Agamben, Giorgio.  2020.  “Clarifications,” translated by Adam Kotsko https://itself.blog/2020/03/17/giorgio-agamben-clarifications/

Agamben, Giorgio.  2019.  Creation and Anarchy: The Work of Art and the Religion of Capitalism translated by Adam Kotsko.  Stanford: Stanford UP.

Agamben, Giorgio.  2018.  What is Real? translated by Lorenzo Chiesa.  Stanford: Stanford UP.

Agamben, Giorgio.  2015.  The Use of Bodies, translated by Adam Kotsko.  Stanford: Stanford UP.

Appadurai, Arjun.  2006.  Fear of Numbers: An Essay on the Geography of Anger.  Durham: Duke UP.
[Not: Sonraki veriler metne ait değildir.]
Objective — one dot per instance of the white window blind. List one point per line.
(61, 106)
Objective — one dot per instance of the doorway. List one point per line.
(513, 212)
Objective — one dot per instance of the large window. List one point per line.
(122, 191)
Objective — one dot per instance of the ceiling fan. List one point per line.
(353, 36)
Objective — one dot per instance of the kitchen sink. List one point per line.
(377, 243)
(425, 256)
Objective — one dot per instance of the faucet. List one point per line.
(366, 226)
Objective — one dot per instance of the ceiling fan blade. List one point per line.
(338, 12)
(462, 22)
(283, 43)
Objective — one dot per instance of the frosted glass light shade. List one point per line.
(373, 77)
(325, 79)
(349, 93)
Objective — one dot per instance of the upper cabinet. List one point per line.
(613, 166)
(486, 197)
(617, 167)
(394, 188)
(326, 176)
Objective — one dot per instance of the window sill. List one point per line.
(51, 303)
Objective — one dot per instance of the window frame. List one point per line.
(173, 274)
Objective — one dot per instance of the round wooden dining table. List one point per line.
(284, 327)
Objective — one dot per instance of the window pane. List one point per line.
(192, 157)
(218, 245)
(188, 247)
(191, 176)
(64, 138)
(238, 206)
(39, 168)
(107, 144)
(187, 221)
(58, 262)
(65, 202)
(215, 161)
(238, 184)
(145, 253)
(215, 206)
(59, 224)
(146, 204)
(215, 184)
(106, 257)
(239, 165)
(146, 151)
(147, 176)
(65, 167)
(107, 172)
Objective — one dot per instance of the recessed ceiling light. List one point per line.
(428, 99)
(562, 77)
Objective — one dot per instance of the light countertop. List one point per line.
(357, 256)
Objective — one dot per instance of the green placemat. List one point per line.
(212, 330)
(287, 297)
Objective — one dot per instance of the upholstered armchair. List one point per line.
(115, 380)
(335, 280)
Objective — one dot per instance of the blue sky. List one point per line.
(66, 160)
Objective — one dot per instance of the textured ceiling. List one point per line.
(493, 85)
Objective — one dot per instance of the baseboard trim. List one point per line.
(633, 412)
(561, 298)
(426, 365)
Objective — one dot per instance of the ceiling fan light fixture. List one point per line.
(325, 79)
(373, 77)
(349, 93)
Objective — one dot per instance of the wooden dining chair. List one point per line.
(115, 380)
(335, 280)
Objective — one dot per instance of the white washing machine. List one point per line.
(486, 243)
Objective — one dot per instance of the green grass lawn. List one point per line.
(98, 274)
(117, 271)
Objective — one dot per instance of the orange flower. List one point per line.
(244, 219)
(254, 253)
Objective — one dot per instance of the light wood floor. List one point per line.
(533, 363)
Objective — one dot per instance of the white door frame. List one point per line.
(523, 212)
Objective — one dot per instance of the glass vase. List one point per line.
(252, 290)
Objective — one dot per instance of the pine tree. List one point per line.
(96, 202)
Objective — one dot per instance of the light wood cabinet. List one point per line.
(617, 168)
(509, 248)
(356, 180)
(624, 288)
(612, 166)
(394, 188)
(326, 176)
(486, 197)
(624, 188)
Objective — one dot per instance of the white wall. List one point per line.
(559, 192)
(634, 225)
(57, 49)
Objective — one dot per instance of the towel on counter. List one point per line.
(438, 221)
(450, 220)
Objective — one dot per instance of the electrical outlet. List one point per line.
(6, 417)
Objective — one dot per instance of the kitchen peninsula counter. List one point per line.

Arendt, Hannah. 2005. The Promise of Politics, edited by Jerome Kohn.  New York: Schocken Books.

Arendt, Hannah.  1998.  The Human Condition. 2nd edition.  Chicago: U of Chicago P.

Foucault, Michel.  1979.  Discipline and Punish: The Birth of the Prison, translated by Alan Sheridan. Harmondsworth: Penguin Books.